FEATURE ARTICLE

ABS LIKE JUAN
by Alexander Bont

The information in this article is copyright © 2002, Bont International Pty Ltd. No unauthorised reproduction in whole or part is allowed without the written authorisation of Bont Skates. First Published 4/10/02

Nice looking abs are something that almost everyone wants. There are hundreds of TV commercials out there trying to sell you their latest machine, but where can you find out how to build nice abs from someone who is not trying to sell you something? While I was at the World Champs in Belgium I caught a glimpse of Juan's abs and they were damn impressive. Juan is an inline skating coach in Colombia, and the masseuse of the Australian national team. I asked Juan for the programme he does, and he let me take some pictures of his routine. The thing I like about the programme is that because it is broken down into many small parts you can do 300 crunches without it being too boring. Juan does his abdominal work out 6 days per week, 15 minutes per day.

Each time you do the work out, rotate the order of the steps

Step 1

Step 1 has 5 parts. Do Parts 1 - 5, 10 reps of each without rest. Then without taking a break, reverse the order and do them all again.

All 5 parts of step 1 are done lying back to the ground with your knees bent.

Step 1a

Start with your head on the floor. Hands together do 10 crunches

Step 1b

Same thing with arms folded across your body. 10 Reps.

Step 1c

Hands on Temple.10 Reps.

 

Step 1d

Arms behind head. 10 Reps.

 

Step 1e

Arms above head. 10 Reps.

 

So the first part is like this: 1a-1b-1c-1d-1e-1d-1c-1b-1a all 10 reps, all without rest.

Step 2

Without resting from step 1, start step 2. Lift your knees in the air.
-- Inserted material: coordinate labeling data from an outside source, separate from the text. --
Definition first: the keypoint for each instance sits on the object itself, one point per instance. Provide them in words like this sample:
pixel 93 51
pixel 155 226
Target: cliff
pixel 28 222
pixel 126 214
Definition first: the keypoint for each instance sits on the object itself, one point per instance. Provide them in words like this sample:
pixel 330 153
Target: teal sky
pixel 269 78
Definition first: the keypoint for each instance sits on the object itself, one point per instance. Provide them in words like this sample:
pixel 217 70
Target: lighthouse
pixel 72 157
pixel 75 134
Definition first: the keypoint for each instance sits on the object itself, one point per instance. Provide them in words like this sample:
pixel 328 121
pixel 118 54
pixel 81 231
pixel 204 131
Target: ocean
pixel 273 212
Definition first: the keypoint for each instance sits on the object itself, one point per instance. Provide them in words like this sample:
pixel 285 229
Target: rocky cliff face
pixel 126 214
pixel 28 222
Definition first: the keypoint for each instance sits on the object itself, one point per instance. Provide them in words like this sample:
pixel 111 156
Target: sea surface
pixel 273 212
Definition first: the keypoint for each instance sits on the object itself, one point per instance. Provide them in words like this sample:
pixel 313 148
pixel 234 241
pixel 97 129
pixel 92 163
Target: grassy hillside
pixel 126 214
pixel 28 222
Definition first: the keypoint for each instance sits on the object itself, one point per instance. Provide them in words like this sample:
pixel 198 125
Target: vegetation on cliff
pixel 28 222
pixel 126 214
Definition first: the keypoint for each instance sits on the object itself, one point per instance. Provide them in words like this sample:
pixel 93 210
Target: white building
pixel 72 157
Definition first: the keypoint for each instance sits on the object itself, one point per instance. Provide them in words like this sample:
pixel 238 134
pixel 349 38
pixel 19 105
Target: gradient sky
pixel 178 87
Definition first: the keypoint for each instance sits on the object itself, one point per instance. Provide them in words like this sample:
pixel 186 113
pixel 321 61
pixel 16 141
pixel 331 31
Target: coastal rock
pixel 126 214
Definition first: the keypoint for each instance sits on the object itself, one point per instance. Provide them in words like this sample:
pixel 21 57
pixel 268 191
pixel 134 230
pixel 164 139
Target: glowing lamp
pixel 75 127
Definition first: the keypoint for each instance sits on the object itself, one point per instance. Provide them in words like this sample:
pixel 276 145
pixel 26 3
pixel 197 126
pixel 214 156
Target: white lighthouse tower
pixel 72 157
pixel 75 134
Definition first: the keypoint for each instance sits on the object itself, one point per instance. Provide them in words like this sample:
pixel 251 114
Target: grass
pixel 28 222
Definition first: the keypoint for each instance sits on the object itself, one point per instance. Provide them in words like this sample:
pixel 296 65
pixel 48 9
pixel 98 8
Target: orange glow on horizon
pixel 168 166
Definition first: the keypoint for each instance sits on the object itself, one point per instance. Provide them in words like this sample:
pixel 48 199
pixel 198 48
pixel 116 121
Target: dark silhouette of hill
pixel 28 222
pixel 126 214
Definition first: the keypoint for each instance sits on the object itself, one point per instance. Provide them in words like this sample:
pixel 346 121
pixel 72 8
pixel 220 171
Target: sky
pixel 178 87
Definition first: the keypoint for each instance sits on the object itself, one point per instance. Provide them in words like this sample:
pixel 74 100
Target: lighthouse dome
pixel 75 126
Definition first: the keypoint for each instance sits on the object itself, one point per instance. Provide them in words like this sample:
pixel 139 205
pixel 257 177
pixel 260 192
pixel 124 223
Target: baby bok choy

At the same time that you lift your head, pull your knees towards your head. As you put your head back down, push your legs away from your head. Your feet should stay parallel with the ground at all times. 20 Reps.

Step 3

With straight legs, lift your legs from the ground to a vertical position. Make sure you don't touch the ground on the way back down. 20 Reps.

 

Step 4

Do 10 crunches with your hands behind your head like in step 1d. For every 10 crunches, do 1 full sit up. 4 sets.

At this stage there have been no rests throughout the whole programme.

Step 5

Flip onto your side and do 20 side crunches on each side.

 

Step 6

Lie flat on the ground. Lift your hands and feet up until they touch each other. 10 Reps.

 

Now take a 2 minute rest.  
Step 7

This is the same as step 3, just 1 leg at a time. 10 Reps per leg.

 

Step 8

Crunches on alternate sides. Right side, left side... 20 Reps

 

Step 9

Left leg over right, then right over left. 20 Reps.

Step 10

Cross your legs over. Then touch your elbow to your knee. 20 on one side then change sides.

 

Step 11

Raise one leg, and with the opposite hand, touch your toes. 10 on each side.

Take a rest. Now do one more set combining the exercises you are the weakest at. Total workout time should be 15 minutes. Keep this up, and you can have abs like Juan!